Add fully local conversational AI pipeline for Reachy Mini

Local STT (Qwen3-ASR), VLM (Gemma 4 26B-A4B), and TTS (Spark-TTS) running on Apple Silicon via MLX, with bracket-tag action system for nod, shake, wiggle, dance, photo, and pre-recorded emotions.
2026-05-12 09:24:02 +02:00
parent 3a8a8e3145
commit 5a04a7133a
12 changed files with 4074 additions and 0 deletions
--- a/record_voice.py
+++ b/record_voice.py
@@ -0,0 +1,61 @@
+"""
+Record a voice reference clip for Spark-TTS cloning.
+
+Usage:
+    .venv/bin/python record_voice.py [seconds] [output.wav]
+
+Defaults: 12 seconds, output to voice_ref.wav
+
+Tips:
+- Quiet room, no background noise
+- Natural speaking pace, not robotic
+- Read a passage of real sentences (not word lists)

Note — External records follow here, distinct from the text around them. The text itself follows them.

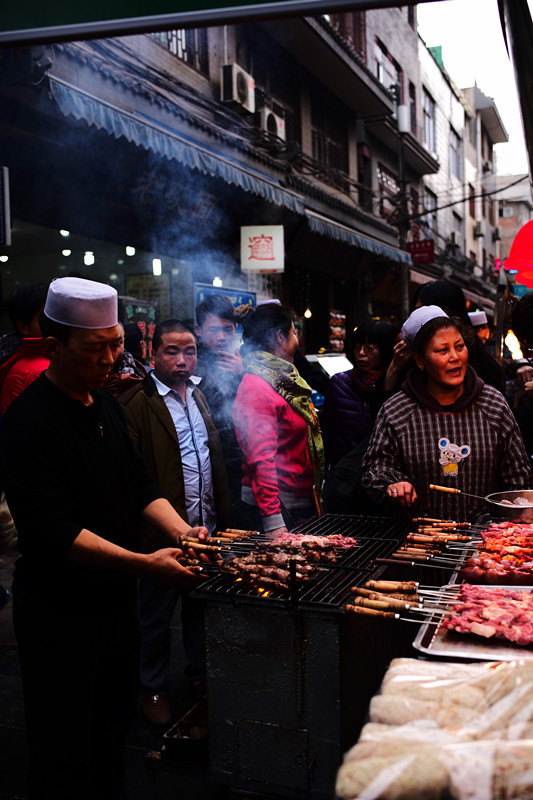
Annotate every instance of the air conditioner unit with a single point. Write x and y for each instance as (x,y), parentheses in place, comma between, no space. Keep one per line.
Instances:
(479,229)
(272,123)
(236,86)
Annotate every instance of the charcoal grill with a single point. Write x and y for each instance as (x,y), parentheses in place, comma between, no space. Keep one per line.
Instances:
(330,585)
(289,674)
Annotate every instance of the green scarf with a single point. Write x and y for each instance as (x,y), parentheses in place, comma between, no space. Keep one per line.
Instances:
(287,382)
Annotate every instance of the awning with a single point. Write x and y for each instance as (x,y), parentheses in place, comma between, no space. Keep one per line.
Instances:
(327,227)
(148,133)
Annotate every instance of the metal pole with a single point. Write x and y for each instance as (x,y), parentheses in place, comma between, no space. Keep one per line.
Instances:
(403,228)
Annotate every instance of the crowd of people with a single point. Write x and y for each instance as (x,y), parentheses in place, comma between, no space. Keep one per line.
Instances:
(109,463)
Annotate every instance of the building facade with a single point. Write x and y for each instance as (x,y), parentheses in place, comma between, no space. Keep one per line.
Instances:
(136,161)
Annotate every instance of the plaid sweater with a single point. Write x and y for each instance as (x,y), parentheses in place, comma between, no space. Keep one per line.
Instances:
(478,450)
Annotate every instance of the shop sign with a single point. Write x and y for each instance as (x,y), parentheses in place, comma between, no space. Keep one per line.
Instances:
(144,314)
(262,248)
(422,252)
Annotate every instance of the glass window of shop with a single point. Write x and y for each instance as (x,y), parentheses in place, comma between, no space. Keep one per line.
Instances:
(39,254)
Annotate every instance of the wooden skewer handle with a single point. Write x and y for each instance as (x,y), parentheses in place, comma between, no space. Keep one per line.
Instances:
(392,586)
(444,489)
(371,612)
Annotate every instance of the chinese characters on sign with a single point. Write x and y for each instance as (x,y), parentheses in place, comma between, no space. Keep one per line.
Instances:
(262,248)
(421,252)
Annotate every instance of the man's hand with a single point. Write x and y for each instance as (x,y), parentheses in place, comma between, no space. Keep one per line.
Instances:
(164,568)
(203,534)
(403,492)
(230,362)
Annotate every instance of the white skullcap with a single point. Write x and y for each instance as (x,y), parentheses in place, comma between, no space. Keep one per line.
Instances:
(477,318)
(81,303)
(416,320)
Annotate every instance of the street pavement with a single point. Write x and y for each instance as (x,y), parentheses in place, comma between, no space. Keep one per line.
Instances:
(147,778)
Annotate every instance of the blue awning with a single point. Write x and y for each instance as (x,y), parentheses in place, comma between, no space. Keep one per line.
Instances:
(327,227)
(148,133)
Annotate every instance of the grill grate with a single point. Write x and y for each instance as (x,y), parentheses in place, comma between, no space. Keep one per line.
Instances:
(329,586)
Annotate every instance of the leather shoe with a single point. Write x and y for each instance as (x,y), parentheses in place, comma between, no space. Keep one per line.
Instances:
(156,710)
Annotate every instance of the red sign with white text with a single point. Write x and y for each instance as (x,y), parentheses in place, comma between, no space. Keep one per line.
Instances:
(422,252)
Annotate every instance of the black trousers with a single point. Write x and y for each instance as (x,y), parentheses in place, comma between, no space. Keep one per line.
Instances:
(80,681)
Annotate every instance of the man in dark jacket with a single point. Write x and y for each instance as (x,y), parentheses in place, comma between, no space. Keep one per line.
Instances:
(170,422)
(77,487)
(220,368)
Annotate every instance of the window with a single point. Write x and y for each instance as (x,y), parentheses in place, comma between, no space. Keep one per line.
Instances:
(351,27)
(471,201)
(188,45)
(491,212)
(456,154)
(412,107)
(388,71)
(428,111)
(329,140)
(458,228)
(429,219)
(389,190)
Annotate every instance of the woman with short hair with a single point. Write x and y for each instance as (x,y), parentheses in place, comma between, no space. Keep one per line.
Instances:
(276,424)
(445,426)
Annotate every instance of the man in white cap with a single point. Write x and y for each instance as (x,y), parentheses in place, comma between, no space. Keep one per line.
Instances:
(77,487)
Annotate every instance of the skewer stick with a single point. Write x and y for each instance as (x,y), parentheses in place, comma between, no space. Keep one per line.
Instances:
(395,562)
(206,548)
(408,587)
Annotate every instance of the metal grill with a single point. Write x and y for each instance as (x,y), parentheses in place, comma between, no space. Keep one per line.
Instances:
(330,583)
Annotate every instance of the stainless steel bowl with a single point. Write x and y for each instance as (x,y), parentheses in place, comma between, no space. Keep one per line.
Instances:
(512,513)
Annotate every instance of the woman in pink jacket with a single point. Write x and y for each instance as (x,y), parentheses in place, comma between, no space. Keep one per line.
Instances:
(276,424)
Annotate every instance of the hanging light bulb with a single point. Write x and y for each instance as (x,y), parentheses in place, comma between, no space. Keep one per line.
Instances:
(307,313)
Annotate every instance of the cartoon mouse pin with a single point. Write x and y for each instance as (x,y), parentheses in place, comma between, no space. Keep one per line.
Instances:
(451,455)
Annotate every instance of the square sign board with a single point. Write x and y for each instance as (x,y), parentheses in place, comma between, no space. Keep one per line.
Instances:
(262,248)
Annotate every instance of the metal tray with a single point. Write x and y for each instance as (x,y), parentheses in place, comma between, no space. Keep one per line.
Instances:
(434,640)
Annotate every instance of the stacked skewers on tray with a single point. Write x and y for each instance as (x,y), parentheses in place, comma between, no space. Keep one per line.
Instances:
(436,543)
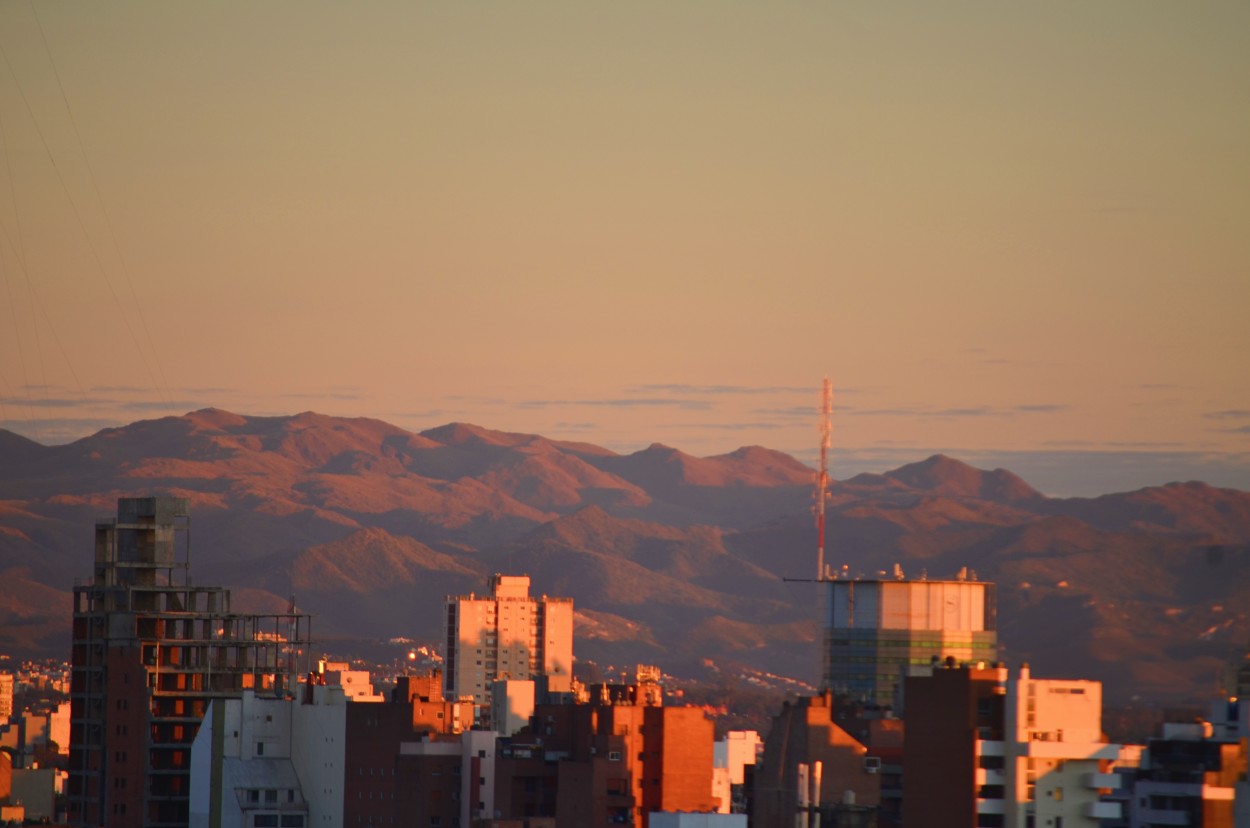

+- 5-15 seconds works best
+"""
+import sys
+import wave
+
+import numpy as np
+import sounddevice as sd
+
+SAMPLE_RATE = 16000
+
+
+def main():
+    duration = float(sys.argv[1]) if len(sys.argv) > 1 else 12.0
+    outpath = sys.argv[2] if len(sys.argv) > 2 else "voice_ref.wav"
+
+    print(f"Recording {duration:.0f}s to {outpath}")
+    print("Speak naturally. Starting in 3...")
+    sd.sleep(1000)
+    print("2...")
+    sd.sleep(1000)
+    print("1...")
+    sd.sleep(1000)
+    print("GO — speak now")
+
+    audio = sd.rec(
+        int(duration * SAMPLE_RATE),
+        samplerate=SAMPLE_RATE,
+        channels=1,
+        dtype="int16",
+    )
+    sd.wait()
+    print("Done.")
+
+    with wave.open(outpath, "wb") as f:
+        f.setnchannels(1)
+        f.setsampwidth(2)
+        f.setframerate(SAMPLE_RATE)
+        f.writeframes(audio.tobytes())
+
+    peak = np.abs(audio).max()
+    print(f"Saved {outpath} — peak={peak} (healthy range: 5000–30000)")
+    if peak < 2000:
+        print("WARNING: very quiet recording. Speak louder or move closer to mic.")
+    elif peak > 32000:
+        print("WARNING: clipping. Move further from mic or lower input volume.")
+
+
+if __name__ == "__main__":
+    main()